Hi, I’m Carly and I love going to concerts. I recently went to see Busted for the 3rd time! Here I’m sharing my top tips for buying tickets, planning your trip and enjoying the concert …
Check for an Access Scheme
Lots of concert venues are part of an Access Scheme. This allows people with a disability to get tickets ahead of the General Release date, and makes sure you have the best seating for you at the concert.
At the bottom of this page you’ll find several Access Schemes.
Buying your tickets
Tickets go on sale before the General Release date, which means I’m not as rushed to get my seats booked. I can buy 1 ticket for myself and get 1 free for my companion. My dad came with me to Busted and he really enjoyed it!

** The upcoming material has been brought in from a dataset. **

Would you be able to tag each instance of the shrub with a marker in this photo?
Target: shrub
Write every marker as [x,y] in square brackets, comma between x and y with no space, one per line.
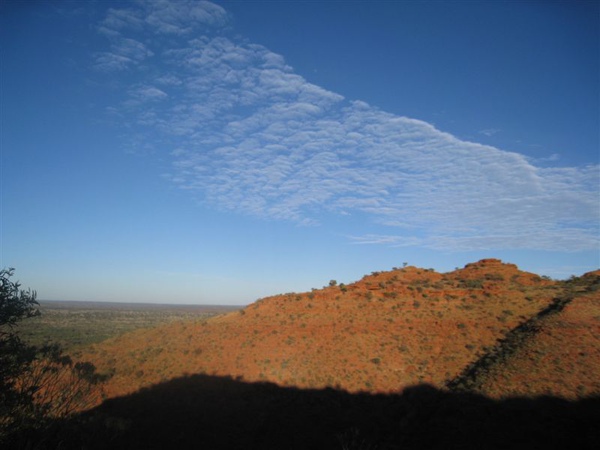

Arrive early to beat the rush
For Busted, I went to the Bournemouth International Centre, which is part of an Access Scheme. This meant I could arrive earlier than other people, and get settled into my seat.
This makes things less stressful than arriving with big crowds, and it also means I can get comfortable for the concert.
We were allowed in at 6.30pm. The general ticket doors opened at 7.30pm.
Check Venue Accessibility
I was really pleased that the Bournemouth International Centre had good accessibility. There was enough space for wheelchairs, and a good view of the stage.
This time we were on a lower platform which was a lot better to see the stage. I’ve been before and a bar has been in my eyeline, but this time the bar was low so I could happily see over.
There were also lots of huge screens to watch the band on, which I really liked because my eyesight is not great.
There were 4 or 5 other wheelchair users with their carers on the platform with us.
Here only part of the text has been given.